To explore the potential of PerioAI, an artificial intelligence system integrating intraoral scanning and cone-beam CT, to automatically measure gingival margin-to-bone distance (GBD) and convert it into AI-derived probing depth (AI-PD), and to evaluate whether AI-PD may provide additional information to support periodontal clinical decision making when radiographic imaging represents the primary source of available periodontal information. This cross-sectional proof-of-principle study included 53 patients with periodontitis (1298 teeth, 7788 sites). GBD measurements were converted to AI-PD using validated formulas. Clinical decision making (prognosis and treatment planning) was evaluated by one periodontist under three information conditions: (i) orthopantomogram (OPG) + original periodontal chart (used to establish the reference clinical decision); (ii) OPG-only; and (iii) OPG + AI-PD. Using the reference clinical decision, agreement rates for clinical decisions obtained under the two information conditions (OPG-only and OPG + AI-PD) were calculated and compared, and the risk of overtreatment was also assessed.
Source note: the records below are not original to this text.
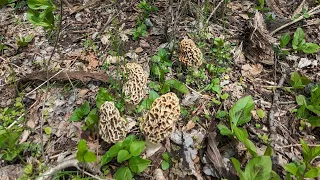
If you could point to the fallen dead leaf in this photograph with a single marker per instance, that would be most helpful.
(93, 62)
(251, 70)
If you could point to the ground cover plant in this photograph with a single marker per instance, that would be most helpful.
(156, 89)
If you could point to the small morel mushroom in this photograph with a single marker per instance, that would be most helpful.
(160, 121)
(112, 127)
(190, 54)
(135, 88)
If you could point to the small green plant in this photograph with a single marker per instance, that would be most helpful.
(261, 6)
(214, 87)
(257, 168)
(304, 169)
(40, 13)
(127, 153)
(23, 41)
(309, 108)
(239, 114)
(83, 154)
(165, 164)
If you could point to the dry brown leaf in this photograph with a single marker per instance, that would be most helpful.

Compared with OPG-only, the OPG + AI-PD condition showed higher agreement rate with the reference clinical decision, indicating that PerioAI may provide additional information for clinical decision making. Patient-level average agreement rates increased from 77.6% to 84.7% for prognosis (p < 0.05) and from 78.2% to 84.3% for treatment planning (p < 0.05). Tooth-level agreement rates improved from 78.1% to 86.0% for prognosis (p < 0.05) and from 78.8% to 85.4% for treatment planning (p < 0.05). The addition of AI-PD was associated with a 42.3% reduction in overtreatment risk (Steps 1-2 vs. Step 3) and a 98.5% reduction in the risk of tooth extraction (Step 3 vs. extraction). When combined with radiographic information, PerioAI shows potential to provide incremental information for clinical decision making. Future research should integrate additional periodontal parameters and validate the approach in larger and more diverse populations.